Saloma was elected to the National Academy of Science and Technology (NAST) in July 2005. The NAST is the highest recognition body of the Philippine government on science and technology. It provides advice to the Philippine President and the Cabinet on matters related to science and technology

He is a recipient of other awards and recognition including the NAST Outstanding Young Scientist (Applied Physics) in 1992, the NAST-Third World Academy of Science (TWAS) Prize in Physics in 1997, and the Gawad Chanselor para sa Natatanging Guro (Outstanding Teacher) in 2006 and several Gawad Chanselor para sa Pinakamahusay na Mananaliksik (Best Researcher in S&T) from the University of the Philippines Diliman. Saloma also received from the Metrobank Foundation the 2007 Outstanding Teacher Award on September 7, 2007, and the Award for Continuing Excellence and Service (ACES) on January 29, 2014.

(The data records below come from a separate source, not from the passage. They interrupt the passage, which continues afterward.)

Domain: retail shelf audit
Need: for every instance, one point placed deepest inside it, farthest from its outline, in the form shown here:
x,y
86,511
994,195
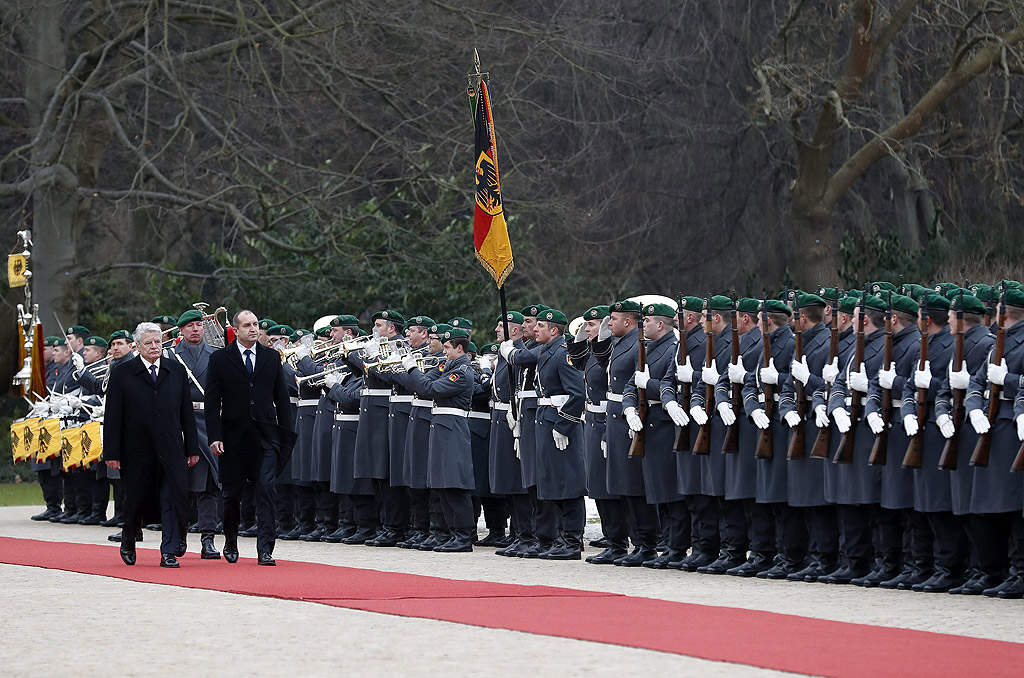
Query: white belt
x,y
455,412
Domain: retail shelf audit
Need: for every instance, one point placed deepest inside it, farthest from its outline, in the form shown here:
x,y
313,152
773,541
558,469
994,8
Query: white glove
x,y
842,419
582,333
876,423
726,413
923,378
800,371
699,415
979,421
910,425
409,362
633,419
960,380
830,371
946,427
737,373
820,416
675,411
887,377
997,373
684,372
857,381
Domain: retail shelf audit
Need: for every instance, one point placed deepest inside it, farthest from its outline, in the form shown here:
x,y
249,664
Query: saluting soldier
x,y
658,462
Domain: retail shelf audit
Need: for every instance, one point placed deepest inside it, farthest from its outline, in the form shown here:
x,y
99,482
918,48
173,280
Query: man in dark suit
x,y
150,435
247,419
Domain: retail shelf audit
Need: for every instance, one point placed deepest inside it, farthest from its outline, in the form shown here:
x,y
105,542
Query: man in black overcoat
x,y
248,424
150,435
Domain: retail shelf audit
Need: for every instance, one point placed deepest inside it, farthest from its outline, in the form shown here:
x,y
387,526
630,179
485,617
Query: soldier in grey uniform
x,y
194,354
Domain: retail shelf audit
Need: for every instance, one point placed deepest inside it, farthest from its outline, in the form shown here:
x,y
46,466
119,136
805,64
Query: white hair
x,y
144,328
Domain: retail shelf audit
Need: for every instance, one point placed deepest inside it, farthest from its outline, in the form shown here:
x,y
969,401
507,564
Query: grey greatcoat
x,y
625,473
196,370
560,473
658,462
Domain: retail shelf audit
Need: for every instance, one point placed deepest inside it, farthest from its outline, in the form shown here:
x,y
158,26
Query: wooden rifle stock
x,y
879,454
731,442
914,449
981,451
823,440
702,445
637,447
948,460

Saloma was awarded by the Department of Science and Technology, Philippines (DOST) with the 1999 Outstanding R&D Award in Basic Research (Eduardo Quisumbing Medal) for his work (with F. Domingo) on image compression of video and confocal images [Applied Optics 38, pp. 3735–3744 (1999)]. He was included in the "50 Men and Women of Science" list that was released by the DOST for its 50th anniversary celebration as a government department in June 2008.

He received the Lingkod Bayan Award - the Presidential Award for Outstanding Public Service, from Philippine president Gloria Macapagal Arroyo in a ceremony held at the Malacanang Palace on 19 September 2008. The award is the highest recognition given to a Philippine government employee for outstanding work performance.

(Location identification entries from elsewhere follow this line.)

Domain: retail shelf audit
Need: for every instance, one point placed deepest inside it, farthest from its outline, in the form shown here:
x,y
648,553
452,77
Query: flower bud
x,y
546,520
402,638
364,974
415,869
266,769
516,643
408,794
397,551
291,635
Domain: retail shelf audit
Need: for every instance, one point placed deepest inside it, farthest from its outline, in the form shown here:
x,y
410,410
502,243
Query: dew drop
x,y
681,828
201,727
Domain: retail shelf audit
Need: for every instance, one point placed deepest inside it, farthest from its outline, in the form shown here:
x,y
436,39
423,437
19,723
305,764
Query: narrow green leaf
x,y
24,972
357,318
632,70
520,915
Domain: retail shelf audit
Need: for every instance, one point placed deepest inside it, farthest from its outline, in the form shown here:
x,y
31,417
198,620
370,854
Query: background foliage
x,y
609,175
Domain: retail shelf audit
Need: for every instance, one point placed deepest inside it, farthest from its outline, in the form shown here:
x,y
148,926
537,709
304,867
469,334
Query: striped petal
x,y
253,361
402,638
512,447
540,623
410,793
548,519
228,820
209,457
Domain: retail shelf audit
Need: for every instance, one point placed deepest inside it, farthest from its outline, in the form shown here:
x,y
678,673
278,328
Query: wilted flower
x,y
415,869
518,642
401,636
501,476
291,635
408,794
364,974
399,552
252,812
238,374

He was elected Inaugural Fellow of the Samahang Pisika ng Pilipinas (Physics Society of the Philippines) on 23 October 2008 during the 26th SPP Physics Congress in Baguio City.

Saloma received the 2010 Outstanding Science Administrator Award (Dioscoro Umali Medal) from the DOST and NAST in recognition of his commitment, leadership, dedication and outstanding service as scientist, teacher and administrator. His vital role in the establishment and on-going completion of the National Science Complex was particularly recognized.

He is currently the Editor-in-Chief of the Philippine Journal of Science, which published its first issue in 1906.

Saloma became the first Filipino Optica Fellow in January 2025 in recognition of his pioneering research and development efforts in optics and photonics in the Philippines, including the training of young Filipino scientists. He was elevated to Senior Member status by the board of directors of the Optical Society of America in October 2010.

He carries the rank of Professor 12 and on 2 March 2011, he was elected Chancellor of the University of the Philippines Diliman by the UP Board of Regents. He served for a period of three years. He was succeeded by medical anthropologist and College of Social Sciences & Philosophy Dean Dr. Michael L. Tan on 1 March 2014.